6f- Concluding in a Meaningful Way

After the long work of spending a semester, trimester, or quarter conducting ethnographic research, building your essay, making meaningful connections, using effective supporting detail from primary and secondary source material, and writing evocative prose, two words can call to you –“The End.” The desire to finish, to be done, to turn in the final paper by just repeating what you said you were going to write about can be strong. Nevertheless, the conclusion to your essay is much more than an easy finish to the task.

When you have finished developing the first three sections of your essay, be prepared to articulate what it all means to you and what it all might mean for your readers. That is, once you have decided, “I am going to write about X,” you need to begin to think about why you want to write about X.  What is the point?  Why would anyone want to know this?  How can you use this observation to say something important, or powerful about our behaviors or patterns?  How can we use our larger observations to suggest ways in which we might improve human existence?

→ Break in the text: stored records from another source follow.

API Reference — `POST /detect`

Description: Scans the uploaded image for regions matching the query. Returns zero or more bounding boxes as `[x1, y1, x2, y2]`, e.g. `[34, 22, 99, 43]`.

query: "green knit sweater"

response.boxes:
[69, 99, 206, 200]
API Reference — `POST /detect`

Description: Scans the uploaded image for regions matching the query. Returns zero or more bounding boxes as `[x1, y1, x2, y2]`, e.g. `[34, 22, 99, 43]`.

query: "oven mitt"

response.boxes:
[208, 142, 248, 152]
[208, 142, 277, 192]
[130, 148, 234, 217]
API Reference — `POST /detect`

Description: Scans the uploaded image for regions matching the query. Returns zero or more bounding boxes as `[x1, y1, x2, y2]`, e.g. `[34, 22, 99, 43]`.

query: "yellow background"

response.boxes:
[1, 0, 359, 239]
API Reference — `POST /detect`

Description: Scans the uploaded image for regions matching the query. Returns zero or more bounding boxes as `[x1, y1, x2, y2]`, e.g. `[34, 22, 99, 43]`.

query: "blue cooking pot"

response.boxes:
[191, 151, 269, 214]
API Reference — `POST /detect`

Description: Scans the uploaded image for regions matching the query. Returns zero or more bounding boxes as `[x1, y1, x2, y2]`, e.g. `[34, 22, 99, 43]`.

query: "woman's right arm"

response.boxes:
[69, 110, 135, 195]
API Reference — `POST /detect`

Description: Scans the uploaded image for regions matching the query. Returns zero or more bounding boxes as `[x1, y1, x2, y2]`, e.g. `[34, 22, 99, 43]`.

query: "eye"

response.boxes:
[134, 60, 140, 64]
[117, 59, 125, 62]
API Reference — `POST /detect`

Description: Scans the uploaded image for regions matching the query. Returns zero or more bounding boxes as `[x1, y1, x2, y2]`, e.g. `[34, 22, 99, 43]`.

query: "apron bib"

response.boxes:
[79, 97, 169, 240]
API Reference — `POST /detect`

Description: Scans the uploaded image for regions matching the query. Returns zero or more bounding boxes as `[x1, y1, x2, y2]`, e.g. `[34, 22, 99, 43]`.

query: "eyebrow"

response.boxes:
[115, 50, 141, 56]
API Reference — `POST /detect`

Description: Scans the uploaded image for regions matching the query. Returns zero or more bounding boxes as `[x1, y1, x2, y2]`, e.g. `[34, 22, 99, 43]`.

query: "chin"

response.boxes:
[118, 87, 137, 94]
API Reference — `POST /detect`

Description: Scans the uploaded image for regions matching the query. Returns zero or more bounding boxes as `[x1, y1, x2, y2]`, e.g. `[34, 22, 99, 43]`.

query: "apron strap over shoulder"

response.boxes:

OK, the notion of “improving human existence” may be a bit extreme, but just as in the final paragraphs of the Research Proposal and the Resource Review, your final rhetorical work needs to address the larger “So What?” question. As you conclude your work, you might want to think about a two-pronged structure – consider the local/personal implications and consider the global/collective implications.  In essence, you will return to the beginning of your essay, the beginning of your own process, and talk a bit about what your project has meant to you, has done for you with respect to shifting your mindset.  From this personal perspective you then move to consider how a global perspective might be affected by what you have found.  Can your findings further explain or provide texture for understanding?  Do they suggest a location of hope regarding some social issue?

These conclusions need not be earth-shattering in the sense that you propose the solution to some specific problem.  Rather, ethnographic writing, in illustrating complexity, often has the effect of encouraging tolerance or increasing understanding of others, of other situations, of alternate “partial truths.”  If you have a handle on how your “partial truths” have shifted and been rewritten over the course of the semester, you are on your way to suggesting ways that we can collectively consider the partiality of global, universal Truth. Your conclusion serves to reinforce the “what matters” of your writing.